— Если хочешь, можешь проходить, сегодня же воскресенье, вход всем открыт, — продолжил пожилой, заросший трехдневной щетиной сторож и стал дуть в банку, остужая горячий чай.
Эти его слова понравились Эмину больше, чем вопрос сторожа, и он нерешительно вошел в ворота и прошел на территорию санатория. Впереди виднелось большое трехэтажное здание. Видимо, основной корпус, — решил Эмин и направился к нему. По краям аллеи, ведущей к корпусу, сидели на скамейках больные, люди пожилые, многие с изможденными, изжелта-бледными лицами, тихо переговаривались, читали газеты, а один старик даже курил, по всей видимости — незаконно, пряча окурок за обшлаг пиджака и каждый раз, воровато припадая к нему, затягиваясь, отворачивался от окон здания.

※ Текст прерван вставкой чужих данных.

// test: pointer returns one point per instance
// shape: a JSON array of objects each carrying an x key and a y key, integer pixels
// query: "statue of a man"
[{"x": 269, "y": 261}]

Он сразу увидел Зару. Она вышла из дверей и остановилась в нерешительности, не зная, куда направиться. Видно было, что здесь для неё скука смертная. Она пошарила глазами вокруг и остановила взгляд на нем. На этот случай он припас вполне достоверное вранье. Она подошла к нему.
— Привет! Что ты тут делаешь?
Он немного удивился такому панибратскому обращению со стороны, как он полагал почти незнакомой девочки, но оказалось, что, несмотря на ту давнюю вонючую маску, которой её мама обезобразила его лицо, она его запомнила.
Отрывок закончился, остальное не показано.